Important -- don't overfill them, or you will find it difficult to seal them.

The whole tray is then covered well and frozen. Once frozen, I'll put them in zip bags in the freezer, and remove them as I want them.


Oh, and note well: the tray on which I sit them for freezing is covered with a sheet of Reynold's Non-Stick Foil, modern industry's gift to humanity.  Awesome stuff.   

To cook them, I typically steam-fry in "potsticker" fashion.

Drizzle some oil in a pan, add 1/4 cup water. Arrange the dumplings in the pan. Cover. Bring to a simmer, and let steam a few minutes. (You can do this with fully frozen dumplings, but of course, they'll take a little longer.)

When the water has been absorbed and evaporated, you'll hear them starting to fry in the lingering oil. Continue until the bottoms are nicely browned.


 

Monday, January 11, 2016

Bad names: by mistake, by comparison, or for deceit

Lately I've been noticing a lot of bad use of food words.  A few examples:

Any cocktail in a conical stem-glass is a "martini."

Any sort of starchy dish, made with grain of any sort, is a "risotto."

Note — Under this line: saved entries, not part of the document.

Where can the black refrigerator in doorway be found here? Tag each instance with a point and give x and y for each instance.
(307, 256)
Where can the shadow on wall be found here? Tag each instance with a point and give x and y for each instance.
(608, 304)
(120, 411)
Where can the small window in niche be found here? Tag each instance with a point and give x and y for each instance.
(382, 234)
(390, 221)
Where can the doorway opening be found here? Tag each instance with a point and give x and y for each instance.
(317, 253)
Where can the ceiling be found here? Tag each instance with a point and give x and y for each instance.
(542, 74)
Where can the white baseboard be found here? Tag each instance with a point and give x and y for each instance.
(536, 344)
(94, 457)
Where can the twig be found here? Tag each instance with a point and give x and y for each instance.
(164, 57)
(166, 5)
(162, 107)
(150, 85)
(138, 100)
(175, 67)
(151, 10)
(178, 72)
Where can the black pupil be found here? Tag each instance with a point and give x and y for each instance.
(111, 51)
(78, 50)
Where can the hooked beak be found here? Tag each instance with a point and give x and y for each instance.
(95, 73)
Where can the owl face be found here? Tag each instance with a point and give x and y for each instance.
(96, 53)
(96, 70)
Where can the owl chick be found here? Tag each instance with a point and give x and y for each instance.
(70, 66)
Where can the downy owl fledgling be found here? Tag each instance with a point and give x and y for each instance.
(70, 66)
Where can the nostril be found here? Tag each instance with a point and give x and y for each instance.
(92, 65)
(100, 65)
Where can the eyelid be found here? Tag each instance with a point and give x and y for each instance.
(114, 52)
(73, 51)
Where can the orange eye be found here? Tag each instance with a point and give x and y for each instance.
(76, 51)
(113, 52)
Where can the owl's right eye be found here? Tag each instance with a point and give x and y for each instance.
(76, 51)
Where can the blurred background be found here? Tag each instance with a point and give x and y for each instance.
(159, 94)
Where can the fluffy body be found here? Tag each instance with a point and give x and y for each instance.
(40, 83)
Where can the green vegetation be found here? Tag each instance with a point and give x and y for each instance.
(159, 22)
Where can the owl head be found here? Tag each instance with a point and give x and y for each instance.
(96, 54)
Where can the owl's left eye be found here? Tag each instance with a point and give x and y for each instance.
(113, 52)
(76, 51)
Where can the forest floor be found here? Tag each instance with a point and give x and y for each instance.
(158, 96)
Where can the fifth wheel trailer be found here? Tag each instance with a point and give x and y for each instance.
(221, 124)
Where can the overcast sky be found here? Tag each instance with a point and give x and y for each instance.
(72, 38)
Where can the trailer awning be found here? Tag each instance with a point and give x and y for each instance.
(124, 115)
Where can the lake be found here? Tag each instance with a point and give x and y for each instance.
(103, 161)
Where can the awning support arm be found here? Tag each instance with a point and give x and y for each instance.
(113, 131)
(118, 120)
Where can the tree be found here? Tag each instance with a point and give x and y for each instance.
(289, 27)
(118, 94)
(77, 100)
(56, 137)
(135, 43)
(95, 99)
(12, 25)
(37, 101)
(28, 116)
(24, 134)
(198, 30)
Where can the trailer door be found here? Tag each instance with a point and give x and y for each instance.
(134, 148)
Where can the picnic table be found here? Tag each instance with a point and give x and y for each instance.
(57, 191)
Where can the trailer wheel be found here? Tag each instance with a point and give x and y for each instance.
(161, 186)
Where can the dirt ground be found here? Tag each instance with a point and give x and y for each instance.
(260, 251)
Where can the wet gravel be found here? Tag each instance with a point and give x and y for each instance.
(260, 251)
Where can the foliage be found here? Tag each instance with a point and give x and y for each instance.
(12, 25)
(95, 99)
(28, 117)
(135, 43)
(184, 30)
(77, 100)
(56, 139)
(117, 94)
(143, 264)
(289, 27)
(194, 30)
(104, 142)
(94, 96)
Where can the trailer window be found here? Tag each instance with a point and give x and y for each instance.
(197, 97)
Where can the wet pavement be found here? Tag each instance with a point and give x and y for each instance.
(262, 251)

Then there are the users of words like "panini" (and they always use it in the Italian plural, never in the Italian singular "panino") to refer to sandwiches which have been grilled.  That's fine, but to Italians, "panino" is just a sandwich, of any sort.  This distinction of a panini (Lord, I hate even writing it that way) as a grilled sandwich is purely an American usage insofar as I can tell.

One of my recent favorites is the "turkey porchetta."  Oy!   Again, just because it's a piece of meat that is seasoned with herbs, rolled up, and roasted does NOT make it a porchetta, a term which is reserved for pork, naturally.  The turkey porchetta was posted on Facebook (on The Food Lab page).  I posted a response, saying that a different word or phrase should be used, as the dish was not pork, and got a snarky response from Food Lab guru Kenji Lopez-Alt, basically telling me to mind my own f*cking business.  Nice stuff.  I deleted my post and unfollowed the page.  Ain't nobody got time for that.  

In the same way, "turkey bacon" is an utterly ordinary term these days, and no one bats an eye.

The granddaddy of all misused food words has got to be "bruschetta."  (Forget about pronunciation at this time.)  "Bruschetta" has morphed from the toast or crouton on which some sort of savory or sweet nibble is placed, to the name for the common chopped tomato-and-basil salad that is but one of the thousand varieties of toppings for bruschetta seen in antipasto platters across Italy. 

Moving from bad usage to deceptive usage, there is the habit among vegetarians and their nastier cousins, the vegans, to name everything they eat after something that is NOT vegetarian or vegan:  tempeh "bacon," eggless "mayo," cashew "yogurt," vegan "ice cream," vegetarian "cheesesteak," and so on.  If everything you eat has to remind you of something the food lacks, then perhaps you're eating wrong.

The Just Mayo eggless "mayo" folks go full deception: their package label has the outline of an egg on it.  Yeah, "we're not trying to deceive anyone here."  Uh huh.